A $1bn Series H in February 2026 lifted that figure to $23bn, almost a tripling in five months. The proposed $40bn IPO valuation, if achieved, would represent another 74 per cent step-up in roughly three months.

Investors will weigh that climb against the underlying numbers. Revenue of $510m is healthy for a hardware company at this stage, and the OpenAI commitment provides forward visibility that few rivals can match. But Cerebras remains heavily concentrated, both in customer mix and in a single architectural bet.

The wafer-scale design that distinguishes it from Nvidia is also what makes it hard to manufacture at volume, and the prospectus, by most analyst readings, does not yet show the gross-margin profile of a company that has solved that problem.

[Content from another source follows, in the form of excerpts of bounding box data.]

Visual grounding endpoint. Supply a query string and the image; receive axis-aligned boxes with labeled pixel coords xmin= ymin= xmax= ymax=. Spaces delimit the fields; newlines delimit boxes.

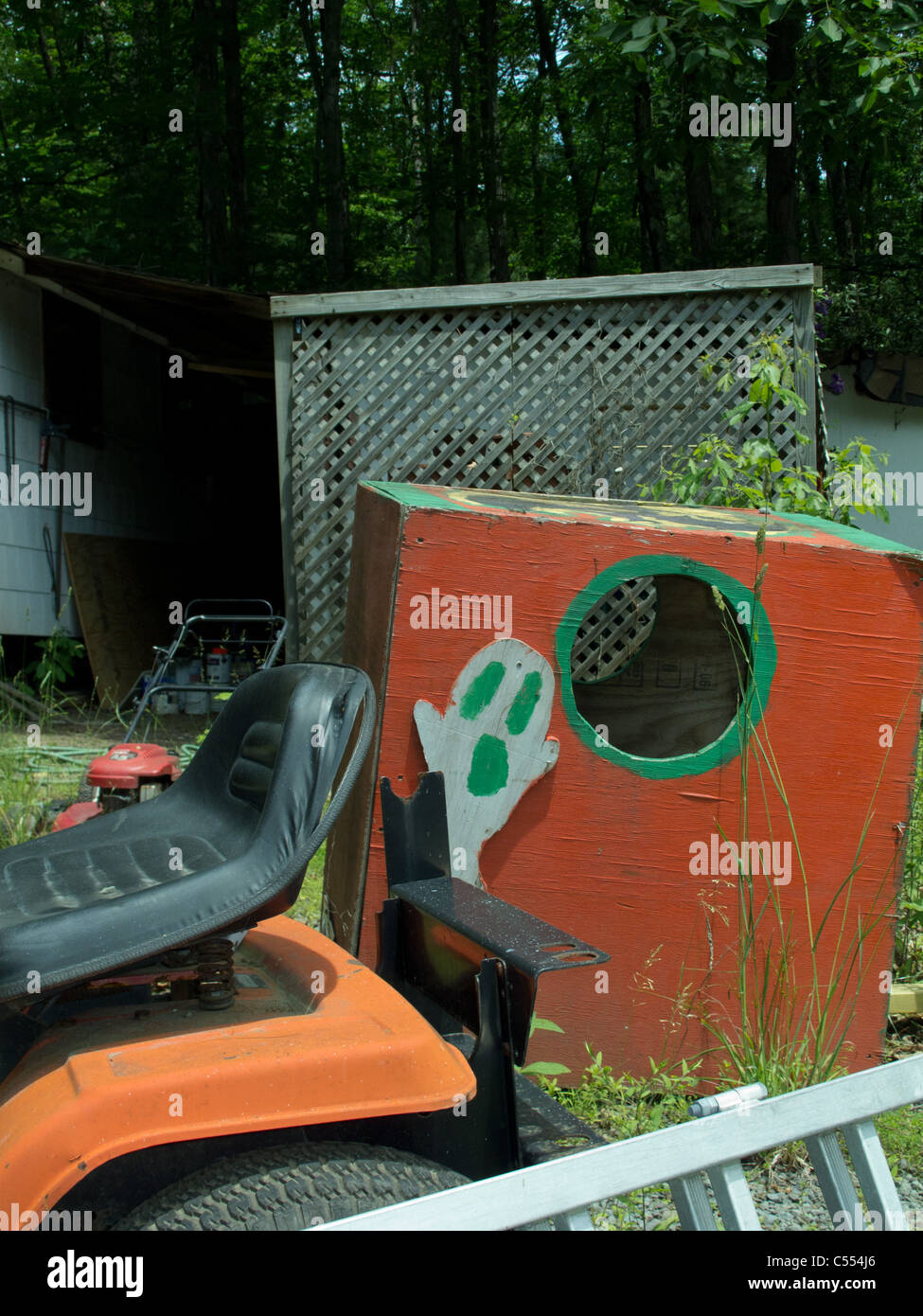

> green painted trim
xmin=778 ymin=512 xmax=923 ymax=558
xmin=362 ymin=480 xmax=450 ymax=512
xmin=362 ymin=480 xmax=923 ymax=558
xmin=555 ymin=554 xmax=778 ymax=780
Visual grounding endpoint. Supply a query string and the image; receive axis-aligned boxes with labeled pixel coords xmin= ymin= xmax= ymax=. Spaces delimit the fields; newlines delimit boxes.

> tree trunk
xmin=766 ymin=10 xmax=802 ymax=264
xmin=634 ymin=78 xmax=669 ymax=271
xmin=447 ymin=0 xmax=468 ymax=283
xmin=192 ymin=0 xmax=228 ymax=283
xmin=680 ymin=78 xmax=718 ymax=270
xmin=408 ymin=0 xmax=432 ymax=283
xmin=529 ymin=80 xmax=548 ymax=279
xmin=222 ymin=0 xmax=250 ymax=284
xmin=478 ymin=0 xmax=509 ymax=283
xmin=299 ymin=0 xmax=353 ymax=288
xmin=532 ymin=0 xmax=596 ymax=276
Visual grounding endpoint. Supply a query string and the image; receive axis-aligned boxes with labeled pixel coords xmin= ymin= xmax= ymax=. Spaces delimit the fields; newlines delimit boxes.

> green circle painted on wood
xmin=555 ymin=554 xmax=777 ymax=779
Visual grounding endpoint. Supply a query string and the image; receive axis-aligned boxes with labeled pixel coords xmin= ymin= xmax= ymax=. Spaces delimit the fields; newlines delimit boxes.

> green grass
xmin=894 ymin=736 xmax=923 ymax=982
xmin=289 ymin=841 xmax=327 ymax=928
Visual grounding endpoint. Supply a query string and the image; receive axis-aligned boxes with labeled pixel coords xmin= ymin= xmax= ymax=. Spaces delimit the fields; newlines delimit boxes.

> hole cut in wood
xmin=573 ymin=575 xmax=749 ymax=758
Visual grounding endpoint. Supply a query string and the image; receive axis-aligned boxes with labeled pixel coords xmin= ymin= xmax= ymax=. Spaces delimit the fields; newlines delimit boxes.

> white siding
xmin=0 ymin=270 xmax=62 ymax=635
xmin=0 ymin=271 xmax=174 ymax=635
xmin=825 ymin=370 xmax=923 ymax=549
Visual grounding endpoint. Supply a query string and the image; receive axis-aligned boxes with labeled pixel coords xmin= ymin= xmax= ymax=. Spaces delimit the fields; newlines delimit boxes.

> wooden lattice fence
xmin=273 ymin=266 xmax=815 ymax=659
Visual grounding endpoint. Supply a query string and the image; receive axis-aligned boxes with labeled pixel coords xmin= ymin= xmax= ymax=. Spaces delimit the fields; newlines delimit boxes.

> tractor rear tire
xmin=112 ymin=1143 xmax=470 ymax=1232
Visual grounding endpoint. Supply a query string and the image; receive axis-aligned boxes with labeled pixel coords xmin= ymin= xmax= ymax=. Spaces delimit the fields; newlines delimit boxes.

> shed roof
xmin=0 ymin=242 xmax=273 ymax=377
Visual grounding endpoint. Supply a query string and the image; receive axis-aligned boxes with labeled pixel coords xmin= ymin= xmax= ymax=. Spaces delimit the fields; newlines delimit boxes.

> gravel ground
xmin=593 ymin=1126 xmax=923 ymax=1232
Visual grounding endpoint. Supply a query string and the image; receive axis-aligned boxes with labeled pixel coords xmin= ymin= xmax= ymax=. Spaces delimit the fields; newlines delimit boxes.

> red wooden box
xmin=326 ymin=483 xmax=923 ymax=1079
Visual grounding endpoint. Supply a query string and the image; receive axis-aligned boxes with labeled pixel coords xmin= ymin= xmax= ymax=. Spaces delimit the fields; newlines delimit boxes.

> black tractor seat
xmin=0 ymin=664 xmax=375 ymax=1005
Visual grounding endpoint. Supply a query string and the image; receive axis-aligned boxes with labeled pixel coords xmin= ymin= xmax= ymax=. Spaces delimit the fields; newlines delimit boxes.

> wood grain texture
xmin=270 ymin=264 xmax=814 ymax=318
xmin=334 ymin=489 xmax=923 ymax=1076
xmin=323 ymin=489 xmax=405 ymax=952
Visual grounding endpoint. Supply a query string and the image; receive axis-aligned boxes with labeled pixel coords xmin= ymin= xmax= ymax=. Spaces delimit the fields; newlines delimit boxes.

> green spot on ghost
xmin=458 ymin=662 xmax=506 ymax=721
xmin=468 ymin=736 xmax=509 ymax=795
xmin=506 ymin=671 xmax=541 ymax=736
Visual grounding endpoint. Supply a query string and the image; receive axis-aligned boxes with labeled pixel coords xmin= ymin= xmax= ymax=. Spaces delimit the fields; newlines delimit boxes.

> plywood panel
xmin=64 ymin=534 xmax=187 ymax=704
xmin=337 ymin=485 xmax=923 ymax=1076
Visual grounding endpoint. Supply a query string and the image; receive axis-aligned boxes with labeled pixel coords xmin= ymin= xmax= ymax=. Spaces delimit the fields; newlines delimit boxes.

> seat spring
xmin=195 ymin=937 xmax=235 ymax=1009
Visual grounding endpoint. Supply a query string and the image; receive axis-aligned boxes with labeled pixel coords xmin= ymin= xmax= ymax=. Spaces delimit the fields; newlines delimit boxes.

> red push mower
xmin=51 ymin=598 xmax=287 ymax=831
xmin=0 ymin=664 xmax=609 ymax=1231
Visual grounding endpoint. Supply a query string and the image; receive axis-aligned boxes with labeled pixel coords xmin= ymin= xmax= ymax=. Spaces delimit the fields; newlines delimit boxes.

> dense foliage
xmin=0 ymin=0 xmax=923 ymax=302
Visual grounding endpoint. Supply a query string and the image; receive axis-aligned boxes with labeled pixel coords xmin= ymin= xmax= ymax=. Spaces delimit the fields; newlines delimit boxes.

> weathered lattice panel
xmin=273 ymin=266 xmax=815 ymax=659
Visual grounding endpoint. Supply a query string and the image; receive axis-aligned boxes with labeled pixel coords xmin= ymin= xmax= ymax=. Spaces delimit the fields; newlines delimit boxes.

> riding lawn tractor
xmin=0 ymin=664 xmax=609 ymax=1231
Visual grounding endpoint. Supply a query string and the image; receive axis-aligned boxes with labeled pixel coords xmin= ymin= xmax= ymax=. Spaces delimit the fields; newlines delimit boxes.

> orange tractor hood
xmin=0 ymin=917 xmax=475 ymax=1218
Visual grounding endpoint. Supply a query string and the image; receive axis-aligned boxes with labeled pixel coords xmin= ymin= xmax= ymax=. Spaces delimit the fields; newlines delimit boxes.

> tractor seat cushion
xmin=0 ymin=664 xmax=374 ymax=1002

Cerebras is filing into a market that has been more cautious than the headlines suggest. Several large AI-adjacent listings in late 2025 priced below their indicative ranges, and bankers have privately warned that public investors are no longer willing to pay private-market multiples for unprofitable infrastructure plays. A $4bn raise at $40bn would test that thesis directly.

There is also the question of comparison. Nvidia’s market capitalisation has hovered above $3tn for much of the past year, and any new entrant in AI silicon will, fairly or not, be measured against it. Cerebras’s pitch is that it is not trying to replace Nvidia in training but to complement it in inference, an argument that has the virtue of being both technically defensible and commercially convenient.

If the roadshow goes well, pricing could come in mid-May, according to people familiar with the timetable cited by Investing.com and Bloomberg. If it does not, Cerebras will once again find itself a company whose technology is widely admired and whose path to public markets is less so.

The difference this time is that it has an OpenAI contract on the books and a CFIUS letter in the file.